If you or your business has ever been the subject of intense media scrutiny, it can be a daunting experience. Reputations can be made and lost in the heat of a battle.
Some people and companies try to duck for cover when the media comes knocking on the door, hoping the story will go away. And sometimes it does.
But what if it doesn’t? And who do you want controlling the agenda when your reputation is at stake?
Let’s look at a recent example we all remember well.
Following the devastating accident at Beaconsfield Mine in Tasmania, Australian Worker’s Union secretary Bill Shorten immediately put himself up as a spokesman for the workers. As the events unfolded, he was the one the media turned to to find out what was going on.

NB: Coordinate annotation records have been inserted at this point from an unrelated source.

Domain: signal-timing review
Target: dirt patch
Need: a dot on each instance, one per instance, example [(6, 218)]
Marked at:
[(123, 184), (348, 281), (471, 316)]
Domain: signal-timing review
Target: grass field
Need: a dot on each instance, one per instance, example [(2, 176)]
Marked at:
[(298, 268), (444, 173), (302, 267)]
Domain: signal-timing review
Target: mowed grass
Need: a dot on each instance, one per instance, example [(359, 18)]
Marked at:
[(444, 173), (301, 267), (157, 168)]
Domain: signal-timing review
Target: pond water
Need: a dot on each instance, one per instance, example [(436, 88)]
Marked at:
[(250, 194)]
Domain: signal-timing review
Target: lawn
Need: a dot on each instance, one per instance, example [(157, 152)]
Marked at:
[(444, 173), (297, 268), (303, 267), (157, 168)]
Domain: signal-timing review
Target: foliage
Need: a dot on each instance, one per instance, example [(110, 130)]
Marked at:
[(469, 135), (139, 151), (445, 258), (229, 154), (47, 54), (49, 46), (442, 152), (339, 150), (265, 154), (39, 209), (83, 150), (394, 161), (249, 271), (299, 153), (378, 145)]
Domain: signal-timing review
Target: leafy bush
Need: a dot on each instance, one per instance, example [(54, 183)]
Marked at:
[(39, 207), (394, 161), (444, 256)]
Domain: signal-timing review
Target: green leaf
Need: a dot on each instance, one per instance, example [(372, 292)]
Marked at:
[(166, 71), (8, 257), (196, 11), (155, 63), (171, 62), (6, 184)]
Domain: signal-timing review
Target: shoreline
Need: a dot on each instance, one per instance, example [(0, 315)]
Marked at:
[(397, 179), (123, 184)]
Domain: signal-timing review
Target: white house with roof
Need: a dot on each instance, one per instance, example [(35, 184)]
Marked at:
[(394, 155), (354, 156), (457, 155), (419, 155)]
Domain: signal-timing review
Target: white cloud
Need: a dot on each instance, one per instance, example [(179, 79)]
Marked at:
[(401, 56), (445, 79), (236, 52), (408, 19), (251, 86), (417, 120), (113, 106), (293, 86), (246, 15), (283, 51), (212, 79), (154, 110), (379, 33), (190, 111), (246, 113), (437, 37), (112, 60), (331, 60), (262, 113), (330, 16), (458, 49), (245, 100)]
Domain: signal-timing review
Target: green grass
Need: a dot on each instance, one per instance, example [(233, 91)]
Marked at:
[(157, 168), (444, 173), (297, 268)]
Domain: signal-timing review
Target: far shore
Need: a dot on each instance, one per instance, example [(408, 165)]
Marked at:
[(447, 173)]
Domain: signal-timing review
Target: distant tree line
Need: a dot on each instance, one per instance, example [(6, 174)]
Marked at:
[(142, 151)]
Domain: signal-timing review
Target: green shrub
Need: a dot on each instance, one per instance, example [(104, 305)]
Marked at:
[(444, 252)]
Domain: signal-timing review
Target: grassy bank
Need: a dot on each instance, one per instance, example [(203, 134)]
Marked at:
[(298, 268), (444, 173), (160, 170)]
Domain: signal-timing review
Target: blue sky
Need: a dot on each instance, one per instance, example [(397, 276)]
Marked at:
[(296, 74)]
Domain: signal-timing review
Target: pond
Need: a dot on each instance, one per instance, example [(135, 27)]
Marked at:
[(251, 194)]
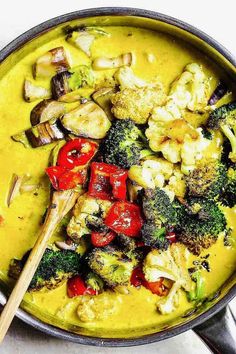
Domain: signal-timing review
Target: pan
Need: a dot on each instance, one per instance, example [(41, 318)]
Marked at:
[(212, 321)]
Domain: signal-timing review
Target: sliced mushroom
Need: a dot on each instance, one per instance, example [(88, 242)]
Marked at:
[(87, 120), (33, 92), (44, 133), (14, 188), (21, 138), (83, 37), (53, 61), (103, 98), (46, 110), (103, 63)]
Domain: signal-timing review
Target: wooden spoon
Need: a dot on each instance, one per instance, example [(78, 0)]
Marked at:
[(61, 203)]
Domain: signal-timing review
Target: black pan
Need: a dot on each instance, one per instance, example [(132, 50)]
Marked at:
[(212, 321)]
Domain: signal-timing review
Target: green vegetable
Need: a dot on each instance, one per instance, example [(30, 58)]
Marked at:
[(199, 222), (124, 144), (228, 197), (207, 179), (224, 118), (199, 291), (54, 267), (113, 266)]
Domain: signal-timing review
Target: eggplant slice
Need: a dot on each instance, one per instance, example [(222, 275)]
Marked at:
[(87, 120), (50, 63), (46, 110)]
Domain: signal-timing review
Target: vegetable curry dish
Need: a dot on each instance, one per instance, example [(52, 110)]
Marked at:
[(142, 126)]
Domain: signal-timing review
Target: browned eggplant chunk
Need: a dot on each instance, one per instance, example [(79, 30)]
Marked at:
[(46, 110)]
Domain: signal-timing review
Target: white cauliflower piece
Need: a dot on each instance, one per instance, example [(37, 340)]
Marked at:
[(86, 207), (152, 173), (172, 265)]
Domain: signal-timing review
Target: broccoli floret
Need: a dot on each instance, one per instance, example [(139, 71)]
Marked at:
[(112, 265), (228, 198), (154, 236), (207, 179), (94, 281), (54, 267), (224, 118), (137, 103), (124, 144), (200, 221), (160, 215)]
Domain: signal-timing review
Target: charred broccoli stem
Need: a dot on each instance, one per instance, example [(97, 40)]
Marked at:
[(124, 144), (228, 197), (154, 236), (200, 221), (160, 214), (224, 118), (112, 265), (54, 267), (207, 179)]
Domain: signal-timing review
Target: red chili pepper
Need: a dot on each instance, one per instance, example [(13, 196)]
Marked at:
[(171, 236), (124, 218), (137, 277), (101, 239), (63, 179), (157, 287), (118, 183), (103, 185), (76, 152), (76, 286)]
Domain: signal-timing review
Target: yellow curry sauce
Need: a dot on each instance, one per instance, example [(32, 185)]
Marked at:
[(22, 219)]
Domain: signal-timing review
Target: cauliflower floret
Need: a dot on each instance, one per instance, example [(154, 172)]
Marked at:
[(191, 89), (192, 151), (172, 265), (177, 183), (137, 103), (95, 308), (152, 173), (86, 208)]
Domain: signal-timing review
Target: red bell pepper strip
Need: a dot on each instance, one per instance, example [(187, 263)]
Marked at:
[(63, 179), (101, 239), (124, 218), (76, 286), (171, 236), (137, 278), (107, 181), (118, 183), (76, 152)]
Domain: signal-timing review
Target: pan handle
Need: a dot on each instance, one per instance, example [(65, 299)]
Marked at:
[(219, 332)]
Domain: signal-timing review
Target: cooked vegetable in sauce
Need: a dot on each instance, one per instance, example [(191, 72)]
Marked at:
[(149, 139)]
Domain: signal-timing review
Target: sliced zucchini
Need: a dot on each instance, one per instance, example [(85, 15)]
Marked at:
[(46, 110), (87, 120), (50, 63), (44, 133)]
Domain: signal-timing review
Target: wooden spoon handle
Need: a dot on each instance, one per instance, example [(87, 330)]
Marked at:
[(61, 204)]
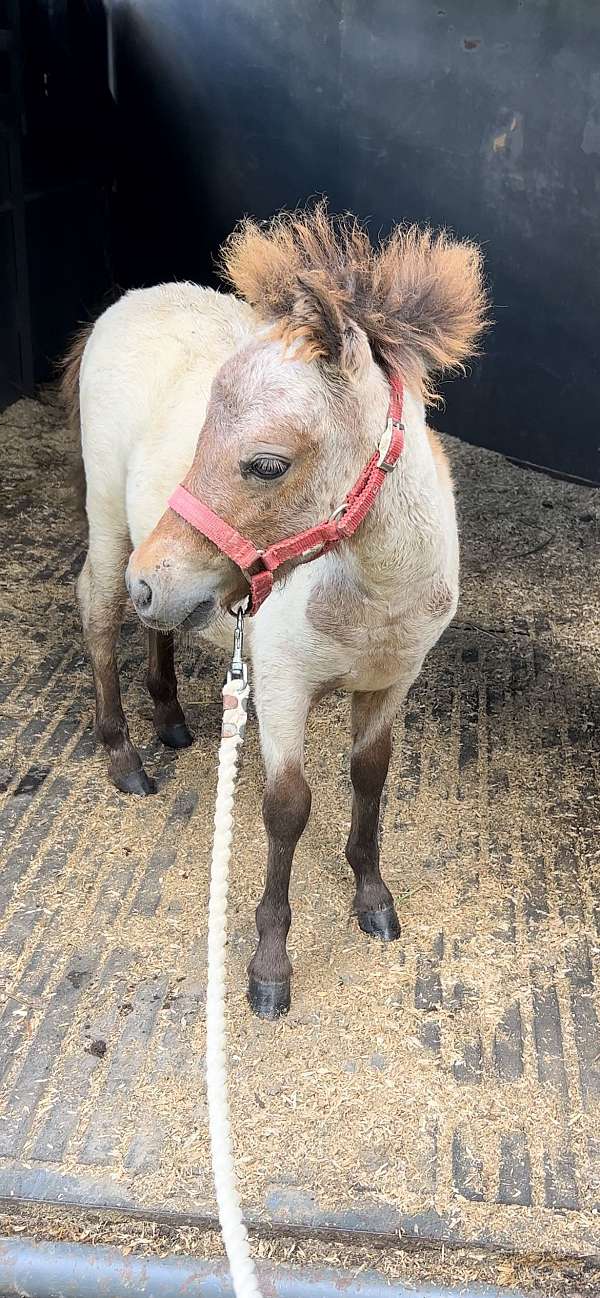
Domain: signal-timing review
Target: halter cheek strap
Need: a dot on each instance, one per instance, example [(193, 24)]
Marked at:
[(259, 566)]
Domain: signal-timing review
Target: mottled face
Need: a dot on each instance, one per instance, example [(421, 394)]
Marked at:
[(269, 462)]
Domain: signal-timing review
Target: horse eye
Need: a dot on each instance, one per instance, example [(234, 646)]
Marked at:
[(266, 467)]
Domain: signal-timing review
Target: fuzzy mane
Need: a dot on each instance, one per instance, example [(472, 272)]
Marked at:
[(418, 296)]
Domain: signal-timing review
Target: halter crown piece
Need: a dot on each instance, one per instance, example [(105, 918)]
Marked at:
[(257, 565)]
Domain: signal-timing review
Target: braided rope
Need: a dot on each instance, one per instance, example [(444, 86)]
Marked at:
[(235, 1236)]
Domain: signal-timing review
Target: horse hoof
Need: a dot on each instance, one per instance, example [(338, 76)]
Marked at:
[(135, 782), (269, 1000), (379, 923), (175, 736)]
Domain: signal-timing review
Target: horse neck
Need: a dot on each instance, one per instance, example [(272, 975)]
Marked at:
[(398, 541)]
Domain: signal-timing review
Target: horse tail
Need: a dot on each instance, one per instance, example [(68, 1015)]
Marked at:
[(69, 388)]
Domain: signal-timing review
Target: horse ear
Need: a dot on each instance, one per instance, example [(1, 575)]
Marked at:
[(324, 330), (356, 355)]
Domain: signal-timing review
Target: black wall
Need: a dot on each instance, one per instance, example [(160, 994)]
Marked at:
[(56, 166), (479, 116)]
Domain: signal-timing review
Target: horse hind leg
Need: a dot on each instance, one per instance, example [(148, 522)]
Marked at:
[(101, 596)]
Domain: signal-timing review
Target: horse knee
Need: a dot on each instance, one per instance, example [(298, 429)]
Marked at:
[(286, 805)]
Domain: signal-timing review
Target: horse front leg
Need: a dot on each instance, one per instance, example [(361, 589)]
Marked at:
[(282, 717), (372, 722), (100, 589), (161, 682)]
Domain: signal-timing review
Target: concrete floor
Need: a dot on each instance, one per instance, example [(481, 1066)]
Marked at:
[(446, 1087)]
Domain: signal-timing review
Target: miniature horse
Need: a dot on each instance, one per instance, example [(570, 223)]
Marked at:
[(266, 405)]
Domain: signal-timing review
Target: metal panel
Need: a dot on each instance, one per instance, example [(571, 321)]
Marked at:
[(481, 117), (75, 1271)]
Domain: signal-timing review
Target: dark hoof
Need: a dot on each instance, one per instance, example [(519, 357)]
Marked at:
[(135, 782), (269, 1000), (379, 923), (175, 736)]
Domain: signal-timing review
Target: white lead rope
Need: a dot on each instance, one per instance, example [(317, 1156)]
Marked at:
[(235, 1236)]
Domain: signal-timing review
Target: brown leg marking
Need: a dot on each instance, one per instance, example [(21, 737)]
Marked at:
[(286, 810), (370, 759), (101, 621), (161, 682)]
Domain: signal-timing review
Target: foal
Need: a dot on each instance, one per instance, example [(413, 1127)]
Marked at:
[(268, 405)]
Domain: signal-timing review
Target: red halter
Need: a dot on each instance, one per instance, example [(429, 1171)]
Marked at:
[(259, 566)]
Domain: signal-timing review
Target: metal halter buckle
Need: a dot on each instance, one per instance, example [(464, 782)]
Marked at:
[(238, 670), (386, 443)]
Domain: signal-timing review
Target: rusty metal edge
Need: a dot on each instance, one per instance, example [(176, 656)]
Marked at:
[(44, 1270)]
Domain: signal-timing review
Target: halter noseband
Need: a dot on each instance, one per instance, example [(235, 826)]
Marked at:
[(259, 566)]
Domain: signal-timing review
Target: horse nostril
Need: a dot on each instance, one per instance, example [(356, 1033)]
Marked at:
[(142, 593)]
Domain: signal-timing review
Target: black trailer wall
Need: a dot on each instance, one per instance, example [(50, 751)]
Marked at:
[(483, 117), (56, 165)]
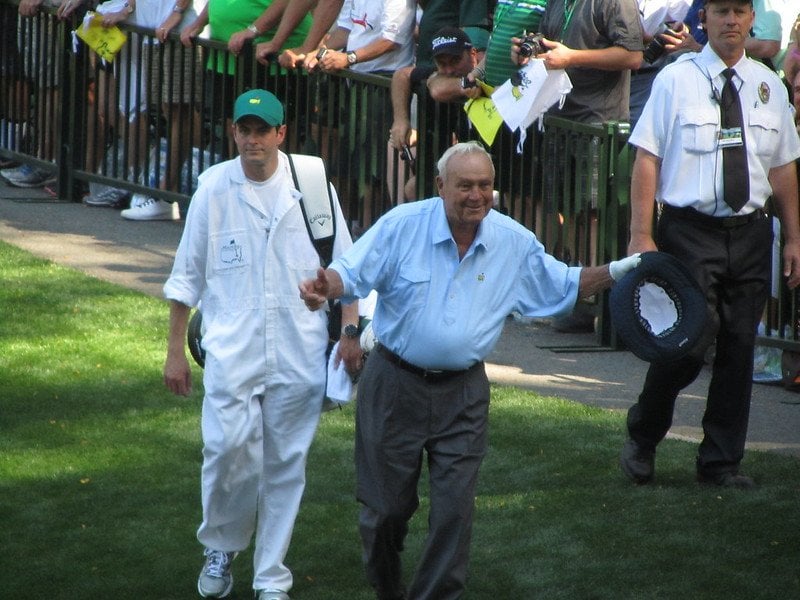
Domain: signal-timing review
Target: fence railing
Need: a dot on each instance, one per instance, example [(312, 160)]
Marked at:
[(59, 109)]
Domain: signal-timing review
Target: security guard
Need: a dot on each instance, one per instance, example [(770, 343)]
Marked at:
[(714, 142)]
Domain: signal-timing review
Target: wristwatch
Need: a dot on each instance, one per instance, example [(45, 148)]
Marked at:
[(350, 331)]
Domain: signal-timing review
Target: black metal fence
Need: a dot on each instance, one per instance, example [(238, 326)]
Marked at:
[(160, 114)]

While mine managers said "no comment" and promised to provide details soon, Bill Shorten was expressing concern for the families, questioning the safety credentials of mine management and generally setting the agenda of the day.
Put simply, Bill Shorten owned the story. Not the mine, not the families, not the town or the Mayor or the Government.
While mine management did reclaim some ground once it sorted itself out (and who could not feel for Matthew Gill as he faced the media day in and day out), the agenda had already been stolen.
How different things might have been had Beaconsfield Mine taken the early lead and owned its own story right from the start. The trapped miners would not have been released any earlier.
No lives would have been saved. But Beaconsfield Mine management would have come out with a stronger reputation as a result. And in business, reputation equals money.
Have a look at it the other way around. Bill Shorten came across as a person in control, concerned for the future and doing something. He came out at the end of the day as the media's next candidate for Prime Minister. Not bad for your reputation, eh? (assuming one would want to actually be the Prime Minister!)
If you ever find yourself the subject of media scrutiny, here's five golden rules to help you through:
1. Tell the truth - every single time.
2. Be the first to talk to the media about your issue.
3. Be open and honest. If you can't talk about something then say so.
4. Plan for interviews. Find out what the reporter wants to know so you can answer their questions.
5. Know your message and make sure you get it in.